Lot's of Kimo/Hula pies.

We like the 10% off Sansei for sushi. Otherwise, mostly average places to eat. If you stop by Costco they have 20% discount gift card for Mala and Ruth Chris.


----------



## Southerngirl528 (Mar 23, 2015)

We just returned from almost a month at MMOC & our favorite use of our owner card was for the free chocolate soufflé with 2 entrees at Roy's. Mmmm! And walking distance too! Hula Grill offers a free dessert too with entrees for owners. Used to be their chocolate and ice cream dessert which I LOVED, now it is a pineapple upside down thing, but it's yummy too.

There was a list that they gave us with our card of offered discounts. What bugs me about the owner card is that Marriott doesn't give you a permanent one. At least we have never received one. And they don't give it to you at c/i either. We had to get it from the sales person at the desk at our Napili tower. Bleh.


----------



## BocaBoy (Mar 23, 2015)

BJRSanDiego said:


> When I've been in the California, Arizona and Nevada Marriott timeshares I always get a blue Vacation Privileges card after I check in (usually part of the parking pass/timeshare presentation sign-up.  It gives me 10-15% discount at some restaurants.  Not a super-duper deal, but often still worth it.  The only "dud" that I've had was the "Fire and Ice" Marriott restaurant in Tahoe.
> 
> *I'm wondering if they also hand out these cards at the Marriott Maui Ocean Club timeshares.*  We're going to be there in about a month and was wondering.
> 
> Also, I'm wondering what places where you can use the card on Maui are truly worth it.  What would you recommend for the restaurants that accept the card?


They do have this card at MOC and it is one of the best values of the various cards in the MVCI system.  Many outstanding restaurants and a good number of retail establishments are on it, as well as the shops and restaurants at MOC.


----------



## sea&ski (Mar 23, 2015)

*Curious about Fire and Ice comment*

OP expressed a negative concerning Fire and Ice, used to be our favorite place.  Have not been there in 6+ years - what has happened to it?


----------



## DAman (Mar 23, 2015)

I was at Fire and Ice 10 days ago.  It was fine.
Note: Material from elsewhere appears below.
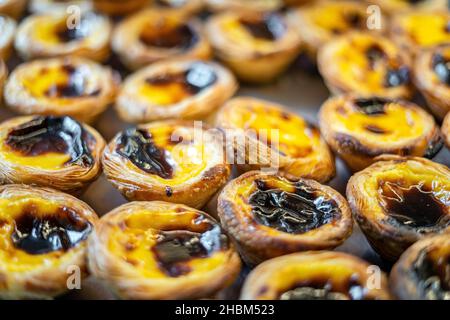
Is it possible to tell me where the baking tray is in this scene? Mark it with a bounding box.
[0,50,450,300]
My group of friends had a nice time.


----------



## BJRSanDiego (Mar 23, 2015)

sea&ski said:


> OP expressed a negative concerning Fire and Ice, used to be our favorite place.  Have not been there in 6+ years - what has happened to it?



Maybe I just had some unfortunate luck that is not representative of the place as it is today.
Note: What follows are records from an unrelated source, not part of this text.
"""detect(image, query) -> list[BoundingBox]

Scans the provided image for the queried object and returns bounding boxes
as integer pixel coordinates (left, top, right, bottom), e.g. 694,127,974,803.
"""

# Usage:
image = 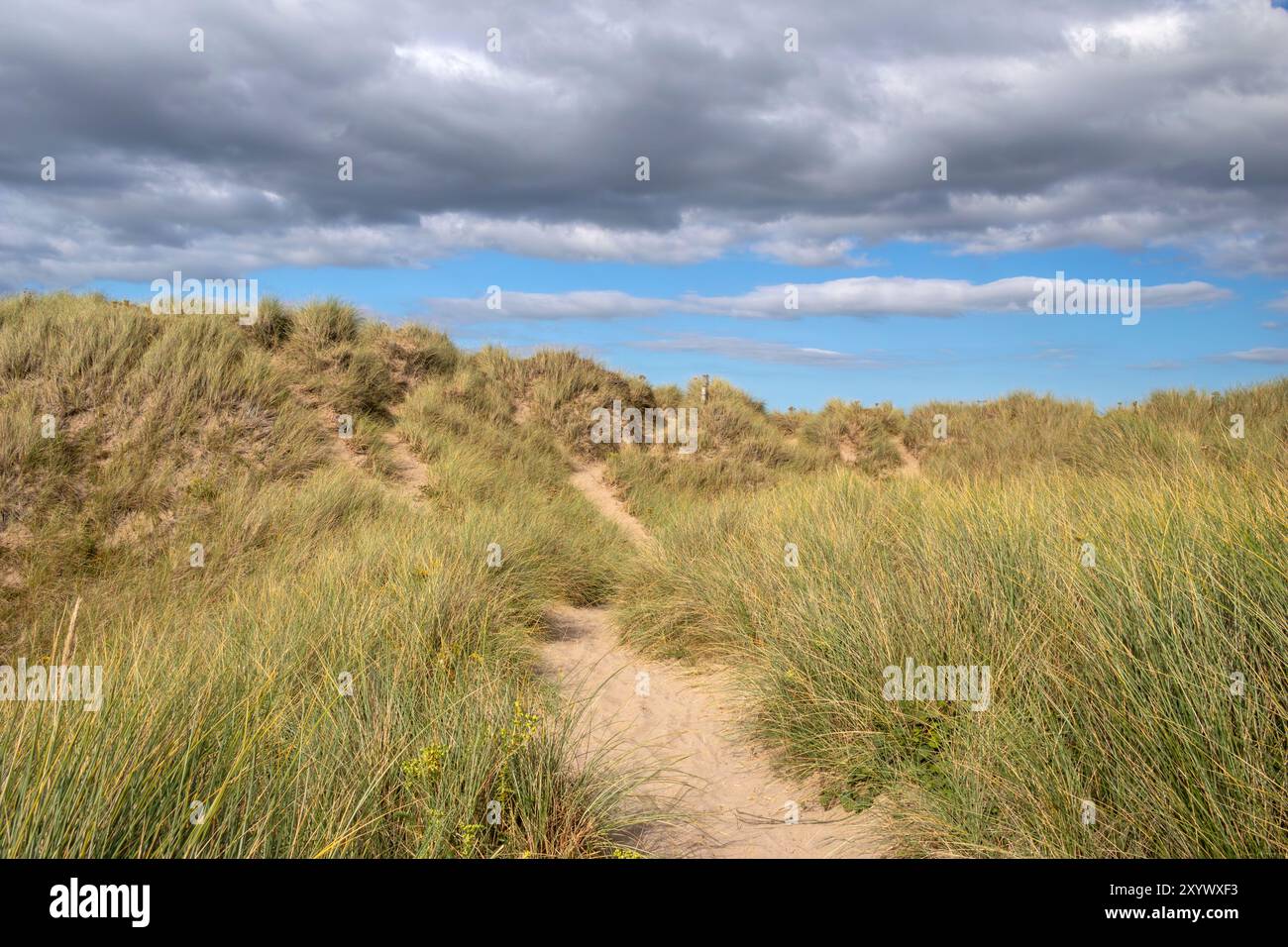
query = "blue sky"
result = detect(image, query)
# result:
93,244,1288,408
10,0,1288,408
When I was there (twice) a few years ago, the food was on the grill for perhaps 20 - 30 minutes.  It was burned.  Everyone's food was coming off the grill over-cooked.  Some of the black items were unrecognizable.  
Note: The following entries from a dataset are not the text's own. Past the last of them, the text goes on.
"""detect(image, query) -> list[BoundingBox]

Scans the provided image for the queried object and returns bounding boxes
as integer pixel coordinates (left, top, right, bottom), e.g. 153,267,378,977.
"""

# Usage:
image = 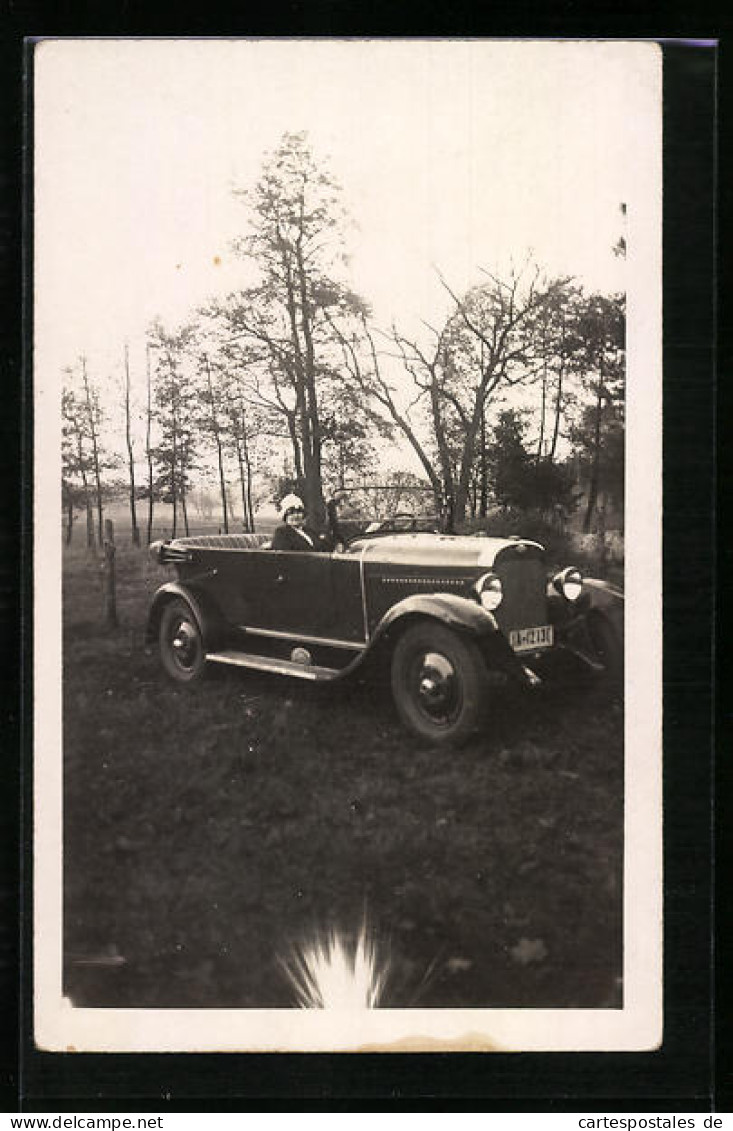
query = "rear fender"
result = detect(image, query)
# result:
145,581,225,651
I've been at perhaps 1/2 dozen similar places and this is the only place where I left unhappy.  So, I had plenty of experience with which to compare this place.  I think that at the other places, that they had the grill much hotter (sizzling and steamy hot) and they cooked things for only a few minutes.  Working this way perhaps requires the cooks to pay more attention, but it also means that the lines will stay short as the cook time is much shorter.

I recall that at the Fire and Ice, when I was there, that there was very little steam coming from the grill.  So I think that they had the temp turned down.  I also recall that the food just sat there and wasn't being turned until about a minute or two before being loaded onto the plate.    That lead to one side being badly burned.  Also cooking this slowly lead to having about 20 people circled around the grill waiting for their food to cook.  It was wall-to-wall or elbow-to-elbow people waiting for their food to slowly cook (or burn).  It just took forever.  I spoke to the manager and he acknowledged that they had a problem that night and he too thought that their grill was not hot enough.   

The last time that I was there, I noticed one of the cooks occasionally using the same spatula for the new raw food (e.g., fish) as he did for the food being put on the plates.  This isn't a very good idea.  Don't ask me why I know this.


----------



## BocaBoy (Mar 24, 2015)

We hated Fire & Ice when we were at Timber Lodge 2-3 years ago, but it was crowded so some people obviously liked it.


----------



## pspercy (Mar 25, 2015)

BJRSanDiego said:


> *I'm wondering if they also hand out these cards at the Marriott Maui Ocean Club timeshares.*  We're going to be there in about a month and was wondering.



You can use one you might have got on a previous trip

We pick ours up at one of the MVCI carts out on the walkway by Kaanapali Beach, that way you don't get the pressure to attend the sales pitch. I told him I didn't do those any more because of our last one and he said there was a new rule that if a potentail customer gave a review of the pitch as less than "8" they didn't get their commission or other rewards.


----------